Denver is great for people like me who like to uncheck Time Victory and don't go for (complete) Historical Victory.

I voted for Frankfurt, though...
 
Chicago is fairly difficult to defend from dog soldiers (who trample on improvements) and doesn't have enough production, and when America appears, it takes away the iron and coal.
Next time when you play Denver--move some defenders like longbows towards the mountain pass when you see the dog soldiers, and then when they move away, you move them back into the city. This will attract them back, or they'll try to come across from the south where you can easily fortify on the desert hill (which they can only attack by crossing a river).

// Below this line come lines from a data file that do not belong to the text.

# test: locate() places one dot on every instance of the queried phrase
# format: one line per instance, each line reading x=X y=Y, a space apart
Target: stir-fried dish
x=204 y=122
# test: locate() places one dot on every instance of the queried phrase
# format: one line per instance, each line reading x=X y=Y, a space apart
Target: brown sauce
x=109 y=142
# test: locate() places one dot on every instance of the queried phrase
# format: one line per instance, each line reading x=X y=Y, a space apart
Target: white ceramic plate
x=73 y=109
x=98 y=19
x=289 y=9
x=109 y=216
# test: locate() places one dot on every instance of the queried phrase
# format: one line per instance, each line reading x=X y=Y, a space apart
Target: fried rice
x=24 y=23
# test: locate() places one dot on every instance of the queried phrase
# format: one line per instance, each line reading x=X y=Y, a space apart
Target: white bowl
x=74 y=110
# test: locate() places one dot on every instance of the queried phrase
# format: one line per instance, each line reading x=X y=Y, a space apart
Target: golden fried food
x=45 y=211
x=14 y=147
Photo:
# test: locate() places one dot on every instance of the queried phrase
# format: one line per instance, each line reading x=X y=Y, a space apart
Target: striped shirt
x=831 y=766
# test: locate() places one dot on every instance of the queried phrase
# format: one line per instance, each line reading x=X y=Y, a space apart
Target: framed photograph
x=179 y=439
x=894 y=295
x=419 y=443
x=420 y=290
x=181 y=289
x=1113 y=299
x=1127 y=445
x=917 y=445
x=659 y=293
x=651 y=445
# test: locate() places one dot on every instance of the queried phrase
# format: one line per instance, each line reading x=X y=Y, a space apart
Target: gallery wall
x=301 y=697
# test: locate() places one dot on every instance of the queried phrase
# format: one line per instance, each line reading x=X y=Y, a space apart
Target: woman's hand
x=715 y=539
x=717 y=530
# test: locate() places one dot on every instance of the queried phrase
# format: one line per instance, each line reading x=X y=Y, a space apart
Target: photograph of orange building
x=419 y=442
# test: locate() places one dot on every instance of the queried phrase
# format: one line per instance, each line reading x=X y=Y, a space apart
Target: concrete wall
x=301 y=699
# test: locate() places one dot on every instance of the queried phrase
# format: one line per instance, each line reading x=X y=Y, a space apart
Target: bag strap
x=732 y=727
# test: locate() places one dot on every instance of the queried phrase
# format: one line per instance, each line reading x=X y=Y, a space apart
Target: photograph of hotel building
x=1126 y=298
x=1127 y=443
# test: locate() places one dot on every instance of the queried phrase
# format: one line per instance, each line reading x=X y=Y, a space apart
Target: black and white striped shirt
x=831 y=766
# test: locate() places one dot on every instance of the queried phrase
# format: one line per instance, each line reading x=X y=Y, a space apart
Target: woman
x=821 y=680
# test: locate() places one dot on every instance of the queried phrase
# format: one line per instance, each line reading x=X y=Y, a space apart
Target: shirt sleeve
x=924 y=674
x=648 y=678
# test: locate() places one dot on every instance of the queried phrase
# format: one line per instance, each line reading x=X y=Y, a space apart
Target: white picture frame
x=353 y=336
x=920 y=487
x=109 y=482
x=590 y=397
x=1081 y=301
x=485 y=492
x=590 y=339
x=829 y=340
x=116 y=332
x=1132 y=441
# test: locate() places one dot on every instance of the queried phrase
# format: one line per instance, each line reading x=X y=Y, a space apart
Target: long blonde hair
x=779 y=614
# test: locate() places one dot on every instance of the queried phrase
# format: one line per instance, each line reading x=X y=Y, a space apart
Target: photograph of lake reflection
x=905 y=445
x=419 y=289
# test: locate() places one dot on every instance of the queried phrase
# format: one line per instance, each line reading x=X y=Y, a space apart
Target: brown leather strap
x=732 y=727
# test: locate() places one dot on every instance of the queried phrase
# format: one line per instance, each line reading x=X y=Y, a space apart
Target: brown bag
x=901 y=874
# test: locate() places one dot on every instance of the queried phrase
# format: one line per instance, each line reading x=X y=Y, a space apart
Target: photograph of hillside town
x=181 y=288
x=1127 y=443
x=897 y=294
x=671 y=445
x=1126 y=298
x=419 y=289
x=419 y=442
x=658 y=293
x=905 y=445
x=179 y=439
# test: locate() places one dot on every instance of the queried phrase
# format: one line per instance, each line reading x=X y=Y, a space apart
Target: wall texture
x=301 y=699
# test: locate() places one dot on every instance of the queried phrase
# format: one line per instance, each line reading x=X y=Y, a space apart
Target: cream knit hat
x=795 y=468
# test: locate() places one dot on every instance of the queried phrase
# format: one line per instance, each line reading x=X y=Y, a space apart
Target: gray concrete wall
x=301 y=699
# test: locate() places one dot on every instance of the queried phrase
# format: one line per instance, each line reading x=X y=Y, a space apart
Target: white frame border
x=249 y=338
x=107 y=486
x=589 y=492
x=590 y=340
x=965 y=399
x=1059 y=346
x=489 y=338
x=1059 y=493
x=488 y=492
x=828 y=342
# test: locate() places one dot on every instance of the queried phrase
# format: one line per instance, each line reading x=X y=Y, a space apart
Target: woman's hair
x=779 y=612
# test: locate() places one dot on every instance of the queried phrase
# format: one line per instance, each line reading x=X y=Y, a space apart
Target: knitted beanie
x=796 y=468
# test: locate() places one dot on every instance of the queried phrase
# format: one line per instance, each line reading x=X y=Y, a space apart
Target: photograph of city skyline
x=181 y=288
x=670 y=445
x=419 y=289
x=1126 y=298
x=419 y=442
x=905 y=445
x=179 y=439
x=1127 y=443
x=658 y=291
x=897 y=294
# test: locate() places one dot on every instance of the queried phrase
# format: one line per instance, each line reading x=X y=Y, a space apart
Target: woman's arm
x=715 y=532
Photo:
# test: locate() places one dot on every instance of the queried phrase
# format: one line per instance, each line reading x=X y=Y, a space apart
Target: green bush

Of course this presumes that you have enough culture on the east to prevent attacks from that direction.

(Except for France and America, no one with easy access to Denver would have enough of an easier victory with it to risk stability and threats from dog soldiers, aztecs, mayans, and Americans for it)

That's only true for Ethiopia and Mali...any other civ (including Maya) can colonize that area without problems as long as you take care of your economy. In fact, Aztecs should routinely get the 3 major American cities to produce troops and get their economy pumping quicker.
 
How do people develop cities? Chop the forests or build lumbermills? Cottages or farms or workshops? Mines or windmills?